On the other hand, Weisz et al. (2014) carried out a meta-analysis which showed that surgical ligation reduces the mortality in premature infants, but increases the incidence of central nervous, respiratory, and ophthalmic complications in the surviving infants. However, in this aforementioned study, as described by the authors, since the severity of the hsPDA before the therapeutic intervention was not reflected in the analysis, it was probably difficult to distinguish between cerebrovascular disease due to the hsPDA itself and the influence of the surgical ligation on the central nervous system.

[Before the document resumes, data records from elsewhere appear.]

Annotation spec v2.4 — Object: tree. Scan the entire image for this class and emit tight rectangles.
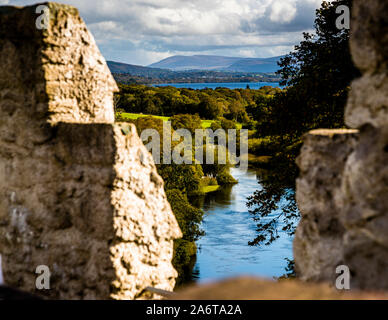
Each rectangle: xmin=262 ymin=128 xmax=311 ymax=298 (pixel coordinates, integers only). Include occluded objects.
xmin=248 ymin=0 xmax=359 ymax=245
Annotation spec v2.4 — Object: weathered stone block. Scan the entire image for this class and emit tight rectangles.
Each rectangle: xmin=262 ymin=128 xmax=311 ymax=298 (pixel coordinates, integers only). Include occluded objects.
xmin=294 ymin=129 xmax=358 ymax=281
xmin=0 ymin=3 xmax=181 ymax=299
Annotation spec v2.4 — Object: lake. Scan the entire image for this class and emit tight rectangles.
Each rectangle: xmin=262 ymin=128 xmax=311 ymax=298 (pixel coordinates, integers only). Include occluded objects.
xmin=192 ymin=168 xmax=293 ymax=282
xmin=152 ymin=82 xmax=282 ymax=90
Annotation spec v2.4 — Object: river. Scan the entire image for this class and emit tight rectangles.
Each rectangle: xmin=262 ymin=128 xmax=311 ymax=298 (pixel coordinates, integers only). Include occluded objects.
xmin=192 ymin=168 xmax=292 ymax=282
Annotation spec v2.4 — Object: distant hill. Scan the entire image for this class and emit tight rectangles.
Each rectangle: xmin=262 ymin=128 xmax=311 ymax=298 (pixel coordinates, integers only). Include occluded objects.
xmin=107 ymin=61 xmax=174 ymax=78
xmin=107 ymin=57 xmax=279 ymax=84
xmin=149 ymin=55 xmax=282 ymax=73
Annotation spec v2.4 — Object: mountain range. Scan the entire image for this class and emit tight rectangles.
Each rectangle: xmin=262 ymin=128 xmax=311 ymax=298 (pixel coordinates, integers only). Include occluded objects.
xmin=148 ymin=55 xmax=283 ymax=73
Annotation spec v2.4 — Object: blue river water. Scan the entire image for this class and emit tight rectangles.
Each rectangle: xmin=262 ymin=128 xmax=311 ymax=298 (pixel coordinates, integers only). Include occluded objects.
xmin=192 ymin=168 xmax=292 ymax=282
xmin=152 ymin=82 xmax=280 ymax=89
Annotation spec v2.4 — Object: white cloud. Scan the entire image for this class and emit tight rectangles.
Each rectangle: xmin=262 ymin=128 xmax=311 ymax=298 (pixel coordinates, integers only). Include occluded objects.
xmin=6 ymin=0 xmax=321 ymax=65
xmin=270 ymin=0 xmax=297 ymax=23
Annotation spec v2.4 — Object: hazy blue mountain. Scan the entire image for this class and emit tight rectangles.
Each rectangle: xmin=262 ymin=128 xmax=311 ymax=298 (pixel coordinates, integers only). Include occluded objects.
xmin=107 ymin=61 xmax=173 ymax=77
xmin=149 ymin=55 xmax=281 ymax=73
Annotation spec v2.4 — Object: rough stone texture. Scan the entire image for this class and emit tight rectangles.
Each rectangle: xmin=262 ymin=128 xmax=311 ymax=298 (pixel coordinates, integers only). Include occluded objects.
xmin=0 ymin=3 xmax=181 ymax=299
xmin=293 ymin=129 xmax=358 ymax=283
xmin=295 ymin=0 xmax=388 ymax=290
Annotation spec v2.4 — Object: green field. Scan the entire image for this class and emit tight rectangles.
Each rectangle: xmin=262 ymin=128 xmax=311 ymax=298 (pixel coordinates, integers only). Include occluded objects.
xmin=120 ymin=112 xmax=242 ymax=130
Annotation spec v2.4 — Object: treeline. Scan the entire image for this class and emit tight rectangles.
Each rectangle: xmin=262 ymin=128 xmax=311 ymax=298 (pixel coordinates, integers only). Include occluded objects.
xmin=129 ymin=114 xmax=237 ymax=286
xmin=113 ymin=72 xmax=280 ymax=84
xmin=117 ymin=84 xmax=281 ymax=125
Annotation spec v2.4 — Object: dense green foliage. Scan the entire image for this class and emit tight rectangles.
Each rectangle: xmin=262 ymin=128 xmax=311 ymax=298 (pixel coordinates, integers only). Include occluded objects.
xmin=248 ymin=0 xmax=359 ymax=245
xmin=113 ymin=84 xmax=281 ymax=126
xmin=128 ymin=114 xmax=236 ymax=285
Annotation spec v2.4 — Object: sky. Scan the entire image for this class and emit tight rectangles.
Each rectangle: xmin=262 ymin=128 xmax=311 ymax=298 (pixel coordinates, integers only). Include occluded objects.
xmin=0 ymin=0 xmax=322 ymax=65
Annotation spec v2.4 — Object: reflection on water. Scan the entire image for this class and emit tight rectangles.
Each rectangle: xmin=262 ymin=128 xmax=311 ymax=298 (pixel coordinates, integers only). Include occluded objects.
xmin=192 ymin=168 xmax=292 ymax=282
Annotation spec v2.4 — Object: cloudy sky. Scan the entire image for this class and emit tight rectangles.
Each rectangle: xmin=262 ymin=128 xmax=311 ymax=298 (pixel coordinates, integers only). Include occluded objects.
xmin=4 ymin=0 xmax=322 ymax=65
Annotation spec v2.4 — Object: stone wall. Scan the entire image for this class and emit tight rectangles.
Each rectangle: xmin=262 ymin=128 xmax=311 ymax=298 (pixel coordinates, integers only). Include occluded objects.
xmin=294 ymin=0 xmax=388 ymax=290
xmin=0 ymin=3 xmax=181 ymax=299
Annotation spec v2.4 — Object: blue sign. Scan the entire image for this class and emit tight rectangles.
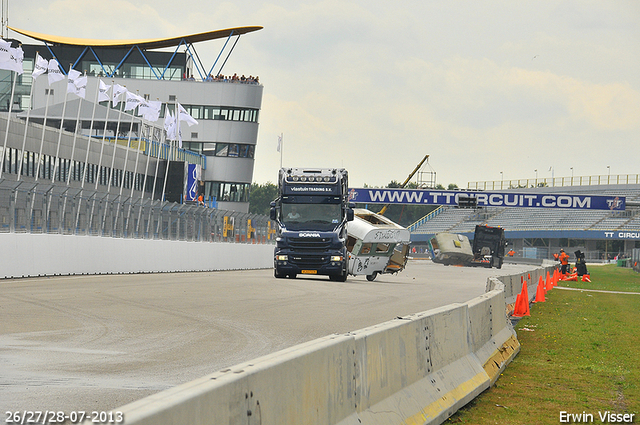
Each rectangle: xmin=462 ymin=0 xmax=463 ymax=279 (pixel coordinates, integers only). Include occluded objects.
xmin=283 ymin=183 xmax=340 ymax=195
xmin=187 ymin=164 xmax=200 ymax=201
xmin=349 ymin=188 xmax=626 ymax=211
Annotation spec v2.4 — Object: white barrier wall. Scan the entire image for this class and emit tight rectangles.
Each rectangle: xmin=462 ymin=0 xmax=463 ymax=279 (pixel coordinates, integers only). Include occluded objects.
xmin=81 ymin=269 xmax=544 ymax=425
xmin=0 ymin=233 xmax=273 ymax=278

Is it more important to clarify the best timing of surgical ligation of hsPDA than to avoid the invasiveness of the surgical ligation itself if the surgical procedure could be performed as safely as possible? It was reported that lengthy exposure to hsPDA in premature infants decreased the oxygen saturation in cerebral tissue and resulted in a volume reduction of whole brain regions at term age (Lemmers et al. 2016). In addition, the repeated administration of a COX inhibitor may inhibit intimal thickening in the ductus arteriosus and thereby delay its closure (Yokoyama et al. 2010), likely resulting in an increase in the exposure time to hsPDA (Kabra et al. 2007; Adrouche-Amrani et al. 2012; Youn et al. 2013). In this context, the incidence of clinical complications and neurodevelopmental impairments in ELBWIs might be improved with clarification of the optimal timing for surgical ligation and the consequent shortening of the exposure time to hsPDA. We attempted to determine the optimum timing for surgical ligation based on the diagnosis of refractory hsPDA to indomethacin in the current study. As a result, the average exposure time to hsPDA in the surgical ligation group (133 h) was 103 h longer than those in the COX inhibitor group (29.6 h) (Table 1). The additional 103 h exposure time to hsPDA in the surgical ligation group might be within the safe neurodevelopmental outcome limits because the DQ values at 36 months of age did not deteriorate. Further prospective clinical studies are needed to evaluate the validity and safety of this time lag.

Lastly, the results of the study might include some biases because of a retrospective analysis of all patients born at a single institution. However, no apparent difference in the ratio of the closure mode of the ductus arteriosus was detected between the current study (15.5%, 52.1%, and 32.4% of subjects in the spontaneous closure, COX inhibitor, and surgical ligation groups, respectively) and other clinical studies with ELBWIs, showing 14 to 28%, 42 to 63%, and 23 to 32%, respectively (Madan et al. 2009; Adrouche-Amrani et al. 2012; Youn et al. 2013; Ochiai et al. 2014). In addition, in the present study, the mortality of the subjects and the incidence of neurodevelopmental impairment were 9.9% (11/111 subjects) and 21.1% (15/71 subjects), respectively, both lower than those (13% and 44%, respectively) reported in a previous study (Madan et al. 2009). Therefore, it is unlikely that the analysis results in the present study were significantly influenced by any bias based on the ratio of the closure mode or the mortality of patients.

Based on the above discussion, we conclude that surgical ligation for hsPDA in ELBWIs should be immediately carried out in order to minimize their exposure time to hsPDA without fearing future neurodevelopmental deterioration if the COX inhibitor failed to close hsPDA. Multivariate analyses involving a large number of patients and multicenter prospective clinical studies need to be conducted to further examine the reduction of the time of exposure of ELBWIs to hsPDA.

Conflict of Interest

The authors declare no conflict of interest.